- Born: 1 April 1962 Mechelen, Belgium
- Died: 9 July 2026 (aged 64) Bruges, Belgium
- Other name: "The Parkinson's Murderer"
- Conviction: Murder
- Criminal penalty: Life imprisonment

Details
- Victims: 3
- Span of crimes: 2009–2015
- Country: Belgium
- State: Flemish Region
- Date apprehended: 21 September 2015

= Renaud Hardy =

Belgian serial killer (1962–2026)

Renaud Hardy (1 April 1962 – 9 July 2026), known as The Parkinson's Murderer, was a Belgian serial killer who was sentenced to life imprisonment for murder, rape, and attempted murder in 2018. His Parkinson's diagnosis and the disease's influence on his actions received much attention during his trial.

== Arrest ==
On 16 September 2015, Linda Doms was murdered in Zemst, Flemish Brabant. Her corpse was discovered a few days later by a neighbour. Several people were interviewed, including Hardy, a former friend of Doms. Initially, the investigators had no evidence of Hardy's involvement, and he was released. When the investigators found images on Hardy's memory card showing the crime scene, Hardy was rearrested on 21 September 2015.

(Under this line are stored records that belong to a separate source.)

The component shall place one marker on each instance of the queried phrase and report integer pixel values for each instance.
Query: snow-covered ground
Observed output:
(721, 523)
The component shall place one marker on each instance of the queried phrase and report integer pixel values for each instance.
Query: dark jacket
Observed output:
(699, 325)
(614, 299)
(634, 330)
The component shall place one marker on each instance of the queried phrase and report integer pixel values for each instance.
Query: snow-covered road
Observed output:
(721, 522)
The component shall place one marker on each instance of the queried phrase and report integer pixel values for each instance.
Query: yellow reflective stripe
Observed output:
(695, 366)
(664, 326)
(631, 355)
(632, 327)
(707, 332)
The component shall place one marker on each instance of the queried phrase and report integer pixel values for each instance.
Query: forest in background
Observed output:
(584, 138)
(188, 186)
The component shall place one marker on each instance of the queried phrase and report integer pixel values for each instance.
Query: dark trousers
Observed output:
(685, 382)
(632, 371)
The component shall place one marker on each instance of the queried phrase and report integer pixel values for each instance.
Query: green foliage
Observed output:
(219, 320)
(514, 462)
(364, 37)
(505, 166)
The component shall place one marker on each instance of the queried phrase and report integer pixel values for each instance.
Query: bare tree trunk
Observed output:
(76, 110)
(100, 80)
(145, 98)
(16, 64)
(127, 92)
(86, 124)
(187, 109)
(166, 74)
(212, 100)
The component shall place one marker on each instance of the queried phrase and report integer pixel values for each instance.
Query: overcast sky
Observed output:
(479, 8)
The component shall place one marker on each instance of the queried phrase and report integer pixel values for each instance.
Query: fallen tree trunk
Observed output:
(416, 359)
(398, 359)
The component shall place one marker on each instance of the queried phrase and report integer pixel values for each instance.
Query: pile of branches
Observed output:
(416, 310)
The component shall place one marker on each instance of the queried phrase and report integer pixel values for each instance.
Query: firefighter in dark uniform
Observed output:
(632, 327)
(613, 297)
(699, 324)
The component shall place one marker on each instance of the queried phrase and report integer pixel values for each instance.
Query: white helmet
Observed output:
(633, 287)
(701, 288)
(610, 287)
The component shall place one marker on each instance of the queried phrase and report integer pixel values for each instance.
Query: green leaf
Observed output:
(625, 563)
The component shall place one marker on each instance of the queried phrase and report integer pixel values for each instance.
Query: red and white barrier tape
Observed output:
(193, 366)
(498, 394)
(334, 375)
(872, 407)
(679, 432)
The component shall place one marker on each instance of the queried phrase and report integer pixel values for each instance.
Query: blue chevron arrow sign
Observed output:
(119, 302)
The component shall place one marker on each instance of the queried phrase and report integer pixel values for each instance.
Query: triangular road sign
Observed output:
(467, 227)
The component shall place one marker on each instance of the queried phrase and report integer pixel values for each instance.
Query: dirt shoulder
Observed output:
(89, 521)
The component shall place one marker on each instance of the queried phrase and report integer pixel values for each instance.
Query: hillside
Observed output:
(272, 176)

During the arrest, the Mechelen court again opened an investigation into older files. From DNA traces, a link was established to the murder of 82-year-old Marie Walschaerts, which was committed in Leest in May 2014, and an attempted murder in September 2014 in Bonheiden. He is also the suspected perpetrator of an attack on Belgian actress Veerle Eyckermans in February 2015, who at the time lived near Hardy. He is also considered responsible for the murder of an 85-year-old in Boortmeerbeek in December 2011.

Hardy had been arraigned a week before Doms's murder, with the help of sex offender Doris Corbeel, because in 2014 he had shot a passer-by with an air gun. In his own words, he saw the woman riding on the bike and suddenly had the urge to harm her.

== Parkinson's disease ==
In 2007, doctors diagnosed Hardy with Parkinson's disease. The disease and its influence on his actions received much attention during his trial, with some Belgian media even calling him the "Parkinson's murderer". It was also mentioned that he took medicine to treat the disease, where a well-known neurologist, Chris Van Der Linden, stated that he had become a murderer due to the addicting medication. Also during the trial, Hardy's defence often cited the disease as a mitigating factor.

== Condemnation ==
The trial began on 9 February 2018. After almost a month, on 8 March 2018, Hardy was declared guilty by the people's jury. He was sentenced to life imprisonment.

== Death ==
Hardy died at a prison of heart failure in Bruges on 9 July 2026, at the age 64.